The following is taken from my Personal Training Q&A Group

Q) Interesting comments there, Nick.

However I find this a little hard to believe, but only because I am so used (like everyone else) to the current established ways of thinking when it comes to cardio training.

I see what you and the Japanese writer are saying, but I’d like to know why the body responds in that manner when you exercise intensely for very short bursts, compared to moderate – or even high load intensity (but not maxing out) – for longer periods of time. Has it got anything to do with the body’s use of/production of ATP?

Secondly, what are the best forms of exercise to perform when attempting this interval training? Occasionally I do sprint training in the pool and I am essentially doing this, would it produce similar results or am I better off focusing on running/biking?

A) Why does it work? They theorise that it’s because the body doesn’t have a chance to settle and start conserving energy as it does in a steady state workout, so your entire system is made to work that much harder and you therefore get a far more significant metabolic adaptation. Plus it’s just so much more intense. There is an old saying that you can go hard or you can go long, but you can’t do both.

As for the ATP question – not to get too technical here but you are not really using ATP as your energy system with this type of work as much as you are using CP (creatine phosphate). 10 seconds of all out effort tends to use up ATP – CP in what is known as an anaerobic alactic power system, whereas the 20 seconds that this programme dictates utilises your anaerobic alactic capacity and that tends to rely on CP alone for fuel. These high energy fuel sources are the main sources of energy for this sort of work initially, but then as the workout progresses it also becomes more classically reliant upon your anaerobic lactic power and capacity, and uses glycogen as fuel.

What you need to get your head around with this system is that it is NOT so much about calories burned during exercise (its so short how could it be). Rather it is all about calories burned AFTER exercise through the massive metabolic shifts it can stimulate.

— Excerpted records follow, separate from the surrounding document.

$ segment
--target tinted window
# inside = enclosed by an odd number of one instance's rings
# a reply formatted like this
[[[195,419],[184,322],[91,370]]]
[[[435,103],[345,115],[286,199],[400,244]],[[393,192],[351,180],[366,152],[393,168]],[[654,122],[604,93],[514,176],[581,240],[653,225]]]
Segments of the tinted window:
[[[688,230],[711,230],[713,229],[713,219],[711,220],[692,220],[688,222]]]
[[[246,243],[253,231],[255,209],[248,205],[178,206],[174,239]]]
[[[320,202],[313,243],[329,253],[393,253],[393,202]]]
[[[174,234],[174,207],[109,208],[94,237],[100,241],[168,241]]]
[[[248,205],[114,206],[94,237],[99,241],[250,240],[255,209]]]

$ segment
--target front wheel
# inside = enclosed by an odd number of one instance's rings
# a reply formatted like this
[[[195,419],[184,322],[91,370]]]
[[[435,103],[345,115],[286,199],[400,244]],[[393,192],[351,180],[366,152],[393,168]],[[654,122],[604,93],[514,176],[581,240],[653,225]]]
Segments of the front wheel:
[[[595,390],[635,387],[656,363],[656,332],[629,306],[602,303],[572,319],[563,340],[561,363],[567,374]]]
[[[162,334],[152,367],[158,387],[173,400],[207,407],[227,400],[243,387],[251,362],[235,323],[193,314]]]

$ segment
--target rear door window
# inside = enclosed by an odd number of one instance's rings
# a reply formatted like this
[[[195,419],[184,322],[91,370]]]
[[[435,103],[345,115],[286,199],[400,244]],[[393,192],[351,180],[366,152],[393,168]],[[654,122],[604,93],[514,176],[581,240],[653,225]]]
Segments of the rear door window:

What exercises are best? The best is the one described in the article, but you can try to adapt it to anything that will allow you to exercise major muscle groups with brief bouts of all out intensity. I don’t like most people doing it via sprints as almost everyone runs with poor biomechanics and severely underestimates how hard running can be on the body. Especially for women who as a sex suffer from 6 times the number of ACL knee injuries as their male counterparts simply due to less efficient angle of their femur (thigh bone) running from the knee into wider hips.